Dipl.-Finanzwirt Christian Ollick
Leitsatz
Kann ein Leiharbeitnehmer überhaupt dauerhaft einer ersten Tätigkeitsstätte zugeordnet sein? Das Niedersächsische Finanzgericht zweifelt daran und gab der Klage eines Leiharbeiters statt, der für seine arbeitstäglichen Fahrten zum Entleiherbetrieb einen Kostenabzug nach Reisekostengrundsätzen geltend gemacht hatte.
Sachverhalt
Der Arbeitnehmer war in den Jahren 2012 bis 2015 als Leiharbeitnehmer beschäftigt; nach seinem Arbeitsvertrag konnte er bundesweit eingesetzt und an andere Firmen zur Arbeitsleistung überlassen zu werden. Sein Leiharbeitsverhältnis war stets mit Befristungen von einem halben bis einem Jahr versehen, die vom Entleiher insgesamt drei Mal verlängert worden waren. In seiner Einkommensteuererklärung 2014 machte der Arbeitnehmer seine Fahrten zum Entleiherbetrieb mit 0,30 € pro gefahrenem Kilometer geltend (Reisekostengrundsätze). Das Finanzamt stufte den Betrieb hingegen als erste Tätigkeitsstätte ein und gewährte für die Fahrten nur die Entfernungspauschale von 0,30 € pro Entfernungskilometer.
Entscheidung
Das Finanzgericht gab der Klage des Arbeitnehmers statt und gewährte ihm den Fahrtkostenabzug nach Reisekostengrundsätzen. Nach Gerichtsmeinung hatte der Leiharbeitnehmer im Entleiherbetrieb keine erste Tätigkeitsstätte begründet, weil nach der sogenannten Ex-ante-Betrachtung (auf die Zukunft gerichtete prognostische Betrachtung) keine "dauerhafte Zuordnung" zu diesem Einsatzort bestand, die jedoch für die Annahme einer ersten Tätigkeitsstätte nach § 9 Abs. 4 EStG erforderlich ist.
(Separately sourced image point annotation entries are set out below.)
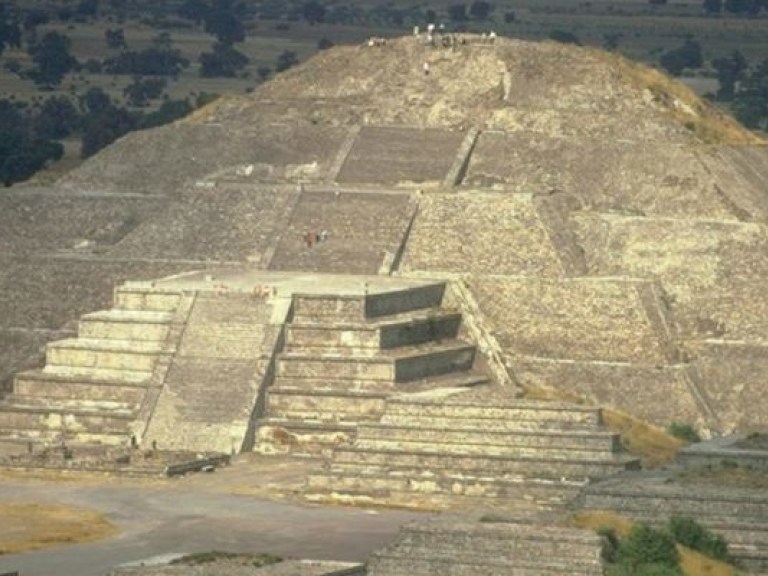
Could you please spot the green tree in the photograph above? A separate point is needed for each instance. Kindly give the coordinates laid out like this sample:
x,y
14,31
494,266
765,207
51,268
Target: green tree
x,y
52,58
689,55
56,119
480,9
458,12
729,71
285,60
10,33
313,11
223,61
713,6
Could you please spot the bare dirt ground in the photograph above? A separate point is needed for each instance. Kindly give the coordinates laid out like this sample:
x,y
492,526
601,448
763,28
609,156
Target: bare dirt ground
x,y
251,506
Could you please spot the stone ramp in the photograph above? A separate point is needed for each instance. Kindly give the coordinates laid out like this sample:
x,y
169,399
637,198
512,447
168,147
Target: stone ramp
x,y
47,221
506,237
667,179
466,547
430,453
221,224
345,355
711,271
365,232
611,320
216,377
392,156
653,393
738,514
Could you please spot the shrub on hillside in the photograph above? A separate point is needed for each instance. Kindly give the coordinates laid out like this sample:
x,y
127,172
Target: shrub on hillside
x,y
688,532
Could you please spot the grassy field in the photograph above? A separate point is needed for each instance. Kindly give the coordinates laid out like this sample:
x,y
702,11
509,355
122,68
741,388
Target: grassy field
x,y
29,526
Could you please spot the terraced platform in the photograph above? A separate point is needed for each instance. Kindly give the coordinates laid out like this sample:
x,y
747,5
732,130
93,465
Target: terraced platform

Von einer dauerhaften Zuordnung geht der Steuergesetzgeber in § 9 Abs. 4 S. 3 EStG insbesondere aus, wenn der Arbeitnehmer an einer Tätigkeitsstätte unbefristet, für die Dauer des Dienstverhältnisses oder über einen Zeitraum von 48 Monaten hinaus tätig werden soll. Alle drei Tatbestandsalternativen sah das Finanzgericht nicht als erfüllt an: Nach Gerichtsmeinung liegt keine unbefristete Zuweisung vor, weil das Leiharbeitsverhältnis nur befristet begründet worden ist; zudem ergab sich aus dem Arbeitsvertrag, dass der Leiharbeitnehmer jederzeit mit einem Einsatz an verschiedenen Orten im ganzen Bundesgebiet hatte rechnen musste. Auch eine Zuordnung für die Dauer des Dienstverhältnisses war nicht gegeben, weil die Zuordnung zum Entleiher im Zeitpunkt der jeweiligen Vertragsverlängerung niemals festgestanden hatte. Ferner war auch die gesetzliche Obergrenze von 48 Monaten nicht erfüllt. Eine erste Tätigkeitsstätte konnte das Finanzgericht auch nicht aus den quantitativen Kriterien des § 9 Abs. 4 S. 4 EStG herleiten, da auch hier eine "Dauerhaftigkeit" gefordert wird.
Hinweis
Das Finanzgericht verwies darauf, dass bei Leiharbeitsverhältnissen womöglich gar keine dauerhafte Zuordnung des Arbeitnehmers zum Entleiherbetrieb angenommen werden kann, weil die geltenden arbeitsrechtlichen Regelungen nur eine "vorübergehende" Überlassung erlauben. Das Gericht ließ die Revision zum Bundesfinanzhof zu, sodass auf eine höchstrichterliche Klärung gehofft werden kann.